Agreed on preference cascade. If Trump pulls into a lead, I think it's over. Once he becomes perceived as an acceptable choice, and undecideds see that he can very will win, he will get most of them. We know from the WSJ article that they are predominantly conservative voters anyhow.

I'll be very interested to see what the polls do in the next 2 weeks, in the run up to the debate. Particularly, the difference between media polls and non-media polls.

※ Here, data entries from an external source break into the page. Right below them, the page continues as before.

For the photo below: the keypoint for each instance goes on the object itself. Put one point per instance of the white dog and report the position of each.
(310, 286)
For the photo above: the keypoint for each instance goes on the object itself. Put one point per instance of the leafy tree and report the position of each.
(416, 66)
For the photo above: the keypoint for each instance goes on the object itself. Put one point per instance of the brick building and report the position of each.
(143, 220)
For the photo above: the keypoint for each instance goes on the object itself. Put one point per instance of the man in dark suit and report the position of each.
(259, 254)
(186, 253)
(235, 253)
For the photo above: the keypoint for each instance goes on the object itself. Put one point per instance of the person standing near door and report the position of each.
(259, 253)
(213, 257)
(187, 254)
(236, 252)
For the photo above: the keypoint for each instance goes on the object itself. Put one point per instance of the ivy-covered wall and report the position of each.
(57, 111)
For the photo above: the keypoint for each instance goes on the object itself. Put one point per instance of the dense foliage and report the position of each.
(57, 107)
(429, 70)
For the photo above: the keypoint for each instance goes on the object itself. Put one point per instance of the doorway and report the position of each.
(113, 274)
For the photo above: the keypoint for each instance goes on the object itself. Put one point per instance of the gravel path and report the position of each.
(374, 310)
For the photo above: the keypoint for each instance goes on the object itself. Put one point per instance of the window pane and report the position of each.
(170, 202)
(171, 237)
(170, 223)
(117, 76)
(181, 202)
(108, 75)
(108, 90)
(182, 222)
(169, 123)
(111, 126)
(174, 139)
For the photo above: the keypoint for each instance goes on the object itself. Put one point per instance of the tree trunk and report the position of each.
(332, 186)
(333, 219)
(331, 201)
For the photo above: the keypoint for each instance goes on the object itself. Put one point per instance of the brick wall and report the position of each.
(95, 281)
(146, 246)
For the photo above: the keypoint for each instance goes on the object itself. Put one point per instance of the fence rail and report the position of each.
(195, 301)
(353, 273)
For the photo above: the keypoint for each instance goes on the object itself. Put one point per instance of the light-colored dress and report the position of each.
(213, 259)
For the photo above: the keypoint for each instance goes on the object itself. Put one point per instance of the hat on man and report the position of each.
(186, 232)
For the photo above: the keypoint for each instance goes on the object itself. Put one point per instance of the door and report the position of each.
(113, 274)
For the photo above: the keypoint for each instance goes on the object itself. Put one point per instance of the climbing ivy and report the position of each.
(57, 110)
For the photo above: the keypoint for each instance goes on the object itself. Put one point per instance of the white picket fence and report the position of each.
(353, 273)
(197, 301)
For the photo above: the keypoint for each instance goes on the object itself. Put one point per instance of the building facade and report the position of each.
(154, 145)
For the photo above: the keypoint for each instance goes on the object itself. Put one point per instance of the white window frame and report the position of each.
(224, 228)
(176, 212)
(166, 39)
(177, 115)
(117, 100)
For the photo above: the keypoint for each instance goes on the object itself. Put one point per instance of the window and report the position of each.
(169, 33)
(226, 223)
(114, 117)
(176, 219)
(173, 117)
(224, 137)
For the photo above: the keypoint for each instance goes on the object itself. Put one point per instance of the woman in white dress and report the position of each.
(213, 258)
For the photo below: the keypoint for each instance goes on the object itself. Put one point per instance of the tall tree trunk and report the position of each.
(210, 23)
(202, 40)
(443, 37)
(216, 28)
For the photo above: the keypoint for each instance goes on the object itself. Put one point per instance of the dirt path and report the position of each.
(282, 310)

Wikileaks dropped their first teaser last night. My guess is that they will drop their most significant leaks in 2 or 3 installments. Perhaps one of them a few days before the first debate, and then a second one right in between the first and second debates. The time period from the first debate to the second debate will be the point at which the public's attentiveness to election news will be at its highest.

Cicatrizatic said...

State polls out today showing Trump winning in FL, OH, and NV. The shift is real. Some of these polls were conducted prior to the Clinton 9/11 health collapse.

Audacious Epigone said...

Yes, there is this feeling in the air that the Trumpslide is about to become apparent in the traditional indicators, as it already is in the non-traditional ones. If we assume a 4-point swing across battleground states, it's neck-and-neck (by traditional polling indication) in New Jersey and Trump is leading in Ohio, Florida, Nevada, Iowa, and MECD2. He can lose PA, hold the rest from '12, and he wins the EC.

Santoculto said...

Illary is like the mister burns masked such a lisa simpson.

Random Dude on the Internet said...

The election is over. There may be brief moments where she makes small gains here and there but people are not going to vote for a leader who may not even make it through her first year in office. Trump is up by six points today in USC and LA Times. The gap will continue to widen, unless something crazy happens. The remaining undecideds and independents will slowly but surely move to Donald Trump.